October 28, 2005 ( - The US 8th Circuit Court of Appeals upheld a lower court's ruling that an employee who used a portion of his sick leave during a period covered by the Family and Medical Leave Act (FMLA) was not entitled to a leave bonus from his employer.

SHRM reports that the City of Omaha, Nebraska has a policy awarding two hours of additional annual leave for each pay period in which an employee accrues at least 1,000 hours of sick leave, as long as the employee did not take more than 40 hours of sick leave in that year.

Jeffrey Chubb had accrued more than 1,000 hours of sick leave in 2003 when he took FMLA leave for a surgery. During his FMLA leave, Chubb substituted more than 40 hours of paid sick leave for his unpaid FMLA leave, according to SHRM. The city therefore did not award him the bonus leave.

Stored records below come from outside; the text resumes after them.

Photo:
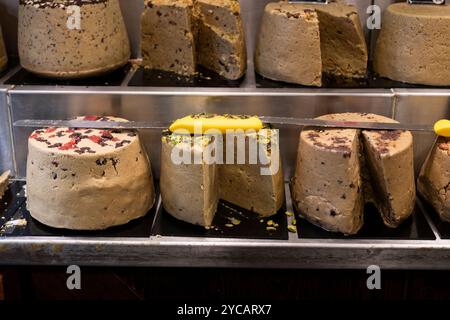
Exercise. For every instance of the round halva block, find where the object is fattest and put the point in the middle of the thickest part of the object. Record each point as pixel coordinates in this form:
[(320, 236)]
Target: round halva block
[(299, 42), (339, 170), (87, 179), (414, 44), (191, 192), (72, 39), (434, 179), (3, 55)]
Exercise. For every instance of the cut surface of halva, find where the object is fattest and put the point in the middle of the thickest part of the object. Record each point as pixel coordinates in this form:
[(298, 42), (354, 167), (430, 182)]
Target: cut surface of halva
[(167, 36), (88, 179), (434, 179), (339, 170), (191, 191), (220, 39), (414, 44)]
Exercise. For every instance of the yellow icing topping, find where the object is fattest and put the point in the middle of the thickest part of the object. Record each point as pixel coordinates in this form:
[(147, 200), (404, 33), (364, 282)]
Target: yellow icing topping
[(204, 122)]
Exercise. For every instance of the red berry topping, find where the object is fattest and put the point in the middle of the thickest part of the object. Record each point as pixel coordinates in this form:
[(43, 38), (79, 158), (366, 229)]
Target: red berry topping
[(68, 145), (96, 139)]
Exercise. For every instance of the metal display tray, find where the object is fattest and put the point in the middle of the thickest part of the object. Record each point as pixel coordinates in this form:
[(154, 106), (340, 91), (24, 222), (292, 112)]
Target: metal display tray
[(160, 240)]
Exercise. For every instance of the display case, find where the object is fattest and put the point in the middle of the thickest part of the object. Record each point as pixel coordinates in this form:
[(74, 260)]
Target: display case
[(422, 242)]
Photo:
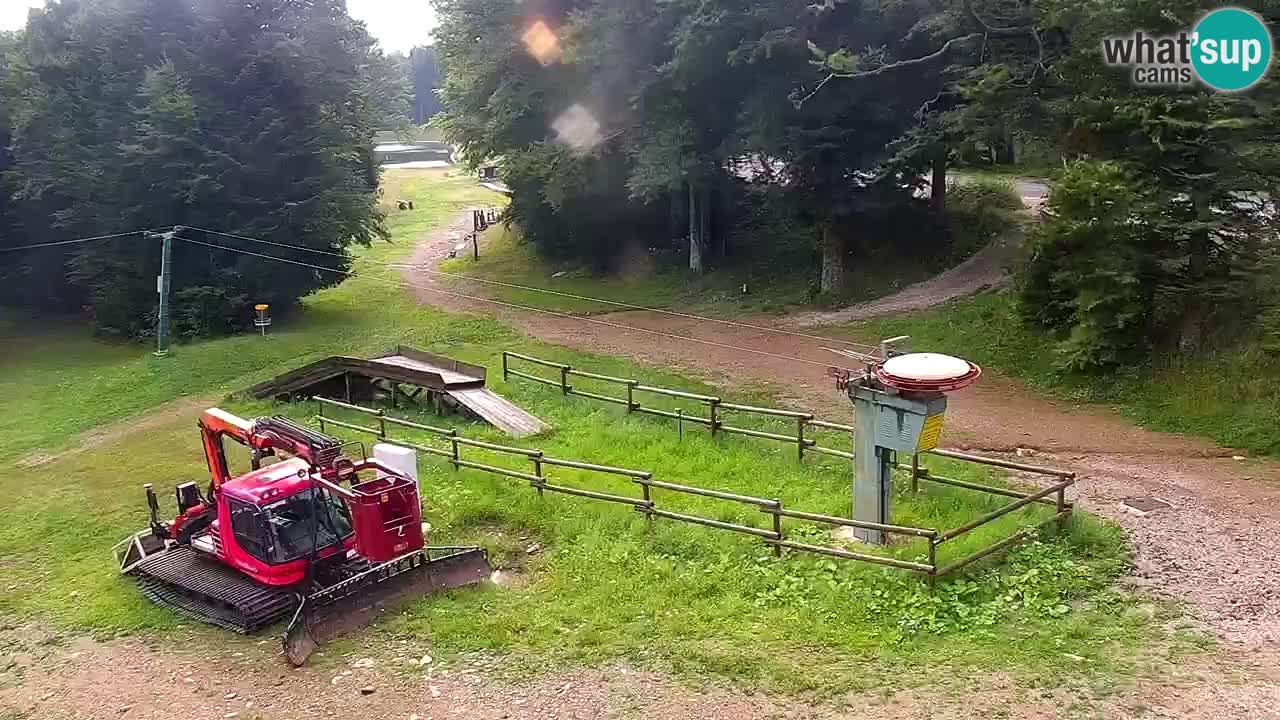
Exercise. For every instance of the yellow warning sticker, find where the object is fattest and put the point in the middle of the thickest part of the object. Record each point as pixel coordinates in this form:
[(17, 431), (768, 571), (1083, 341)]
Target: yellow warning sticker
[(932, 432)]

Chubb sued and the district court ruled for the city. At issue in the appeal was whether Omaha violated the FMLA provision to restore an employee to “an equivalent position with equivalent employee benefits.” The court decided the city did not deny Chubb the benefit of bonus leave because of his FMLA leave, but because he had taken paid sick leave along with the FMLA leave.

Chubb argued that he was forced to substitute the paid leave for FMLA leave time. The court assumed that to be the case, but ruled it would not punish the city for putting Chubb in a better position, noting that he would have been unpaid otherwise.

The case is Chubb v. City of Omaha, 8th Cir., No. 05-1172 (Sept. 27, 2005).